If you are scratching your head and think I am off base with my assertion, please navigate this path along our economic landscape with me.
What drove the housing bubble? Cheap rates and undisciplined lending from the private sector. What added to the bubble? The internal ‘hedge fund’ portfolios of Freddie Mac (NYSE:FRE) and Fannie Mae (NYSE:FNM).
What is perpetuating the housing bubble if not creating another mini-bubble of sorts? Cheap rates and undisciplined lending directly from Uncle Sam or supported by Uncle Sam. What is adding to this bubble? Those same internal portfolios at Freddie and Fannie.
What entities within Uncle Sam’s domain are providing the cheap rates and undisciplined lending?
1. The Federal Housing Administration ( FHA-insured loans are packaged into GNMA securities, which have the explicit backing of Uncle Sam)
2. The Federal Reserve’s quantitative easing program in which it has purchased hundreds of billions in mortgage-backed securities with authority to purchase a total of $1 trillion+ in MBS is also blowing fresh air into the balloon.
3. Freddie and Fannie are also supporting the bubble by providing fresh capital via their portfolios.
People may say that Uncle Sam had to provide this capital because the private sector would not. In fact, The Wall Street Journal makes that very assertion this morning in writing, Industry Seeks Fannie, Freddie Overhaul:
Together with the Federal Housing Administration, Fannie and Freddie now purchase or guarantee nearly nine in 10 new mortgages, since private buyers of such loans have been absent amid the housing bust.

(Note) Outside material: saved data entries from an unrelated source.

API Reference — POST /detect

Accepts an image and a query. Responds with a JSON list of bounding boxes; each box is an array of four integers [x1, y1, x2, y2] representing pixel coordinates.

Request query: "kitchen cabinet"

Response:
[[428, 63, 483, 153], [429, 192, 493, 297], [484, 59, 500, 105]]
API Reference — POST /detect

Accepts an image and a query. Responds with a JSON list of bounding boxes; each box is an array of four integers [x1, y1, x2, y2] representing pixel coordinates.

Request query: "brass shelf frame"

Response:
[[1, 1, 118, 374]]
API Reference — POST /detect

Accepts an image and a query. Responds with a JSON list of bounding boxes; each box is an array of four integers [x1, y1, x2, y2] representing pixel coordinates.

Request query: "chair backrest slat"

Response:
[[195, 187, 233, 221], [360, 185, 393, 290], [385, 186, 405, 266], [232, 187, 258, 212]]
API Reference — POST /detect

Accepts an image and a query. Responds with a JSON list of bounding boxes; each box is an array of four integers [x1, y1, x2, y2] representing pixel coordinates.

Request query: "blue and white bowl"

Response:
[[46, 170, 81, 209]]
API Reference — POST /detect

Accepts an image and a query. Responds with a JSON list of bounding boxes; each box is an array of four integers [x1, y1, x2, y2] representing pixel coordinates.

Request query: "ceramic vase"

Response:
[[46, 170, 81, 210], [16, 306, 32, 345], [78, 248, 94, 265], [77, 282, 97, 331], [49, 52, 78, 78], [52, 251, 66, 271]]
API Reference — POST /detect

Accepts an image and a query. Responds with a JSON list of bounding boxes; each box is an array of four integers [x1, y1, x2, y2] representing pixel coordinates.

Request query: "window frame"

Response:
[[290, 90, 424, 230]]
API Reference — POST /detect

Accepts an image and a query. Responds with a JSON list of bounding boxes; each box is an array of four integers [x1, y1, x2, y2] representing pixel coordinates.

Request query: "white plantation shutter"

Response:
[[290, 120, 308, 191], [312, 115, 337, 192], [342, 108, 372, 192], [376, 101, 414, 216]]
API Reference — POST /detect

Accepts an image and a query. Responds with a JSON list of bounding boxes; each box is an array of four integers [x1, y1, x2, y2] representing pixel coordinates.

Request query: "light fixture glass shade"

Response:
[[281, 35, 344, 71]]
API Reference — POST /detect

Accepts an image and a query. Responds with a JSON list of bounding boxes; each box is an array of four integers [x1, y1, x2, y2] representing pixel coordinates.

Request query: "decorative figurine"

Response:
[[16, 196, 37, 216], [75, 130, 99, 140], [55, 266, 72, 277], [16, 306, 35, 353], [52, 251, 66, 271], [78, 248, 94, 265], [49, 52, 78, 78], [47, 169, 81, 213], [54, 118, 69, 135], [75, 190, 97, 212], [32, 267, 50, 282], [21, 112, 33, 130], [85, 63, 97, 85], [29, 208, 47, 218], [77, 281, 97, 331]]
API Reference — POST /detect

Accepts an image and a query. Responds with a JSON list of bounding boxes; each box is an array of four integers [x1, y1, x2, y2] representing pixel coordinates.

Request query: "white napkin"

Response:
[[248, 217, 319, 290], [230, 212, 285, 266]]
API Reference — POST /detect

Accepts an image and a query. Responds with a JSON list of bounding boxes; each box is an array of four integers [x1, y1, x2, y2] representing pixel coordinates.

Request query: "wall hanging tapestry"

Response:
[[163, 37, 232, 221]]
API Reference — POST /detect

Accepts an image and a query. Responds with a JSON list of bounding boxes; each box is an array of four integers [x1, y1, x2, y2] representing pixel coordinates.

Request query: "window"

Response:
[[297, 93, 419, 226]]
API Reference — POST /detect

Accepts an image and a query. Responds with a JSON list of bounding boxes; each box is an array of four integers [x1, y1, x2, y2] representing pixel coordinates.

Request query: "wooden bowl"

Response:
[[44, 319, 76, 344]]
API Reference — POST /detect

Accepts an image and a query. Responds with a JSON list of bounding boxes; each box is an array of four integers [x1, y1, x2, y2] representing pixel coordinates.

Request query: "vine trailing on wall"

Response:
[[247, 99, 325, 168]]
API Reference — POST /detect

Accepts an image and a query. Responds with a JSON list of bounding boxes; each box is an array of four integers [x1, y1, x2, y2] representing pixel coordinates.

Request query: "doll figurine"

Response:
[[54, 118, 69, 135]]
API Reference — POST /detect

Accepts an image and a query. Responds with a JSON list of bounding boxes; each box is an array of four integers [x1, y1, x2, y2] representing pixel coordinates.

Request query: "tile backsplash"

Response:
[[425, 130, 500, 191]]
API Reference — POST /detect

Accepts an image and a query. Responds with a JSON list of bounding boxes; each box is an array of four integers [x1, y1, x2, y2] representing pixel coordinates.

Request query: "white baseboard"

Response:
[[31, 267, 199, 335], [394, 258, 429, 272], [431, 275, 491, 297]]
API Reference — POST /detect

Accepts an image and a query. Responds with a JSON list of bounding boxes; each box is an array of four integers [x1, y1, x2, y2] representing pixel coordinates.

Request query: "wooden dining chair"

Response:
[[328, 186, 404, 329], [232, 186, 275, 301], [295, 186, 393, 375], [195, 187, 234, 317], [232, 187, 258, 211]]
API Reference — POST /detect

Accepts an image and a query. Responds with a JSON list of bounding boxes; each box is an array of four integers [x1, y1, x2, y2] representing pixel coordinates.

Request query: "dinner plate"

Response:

I categorically do not accept this assertion. There is more than enough private capital in the system to purchase these mortgages. The issue is that the private capital will only purchase these mortgages at appropriate risk adjusted prices. Freddie, Fannie, the FHA, and the Federal Reserve are stepping ‘through the market’ and subsidizing mortgage rates by at least 50 basis points and, in turn, crowding out private buyers. The WSJ continues:
Fannie and Freddie have taken nearly $96 billion of capital infusions from the U.S. Treasury since last November. The companies have received nearly 10 times that amount in additional support through purchases of debt and mortgage-backed securities by the Treasury and the Federal Reserve.
Who is benefiting from these subsidized rates? New homeowners. Do not think for a second, however, that risks are properly aligned in this current mortgage dynamic.
The continued mispricing of risk will mean our housing market will experience more protracted levels of delinquencies, defaults, and foreclosures than if mortgage rates were higher and real discipline were instituted into the lending process.
In fact, unless our country accepts a fully socialized mortgage finance system, mortgage rates will have to move higher to reflect private sector pricing. Risks and returns will then be properly aligned and the bubble will deflate.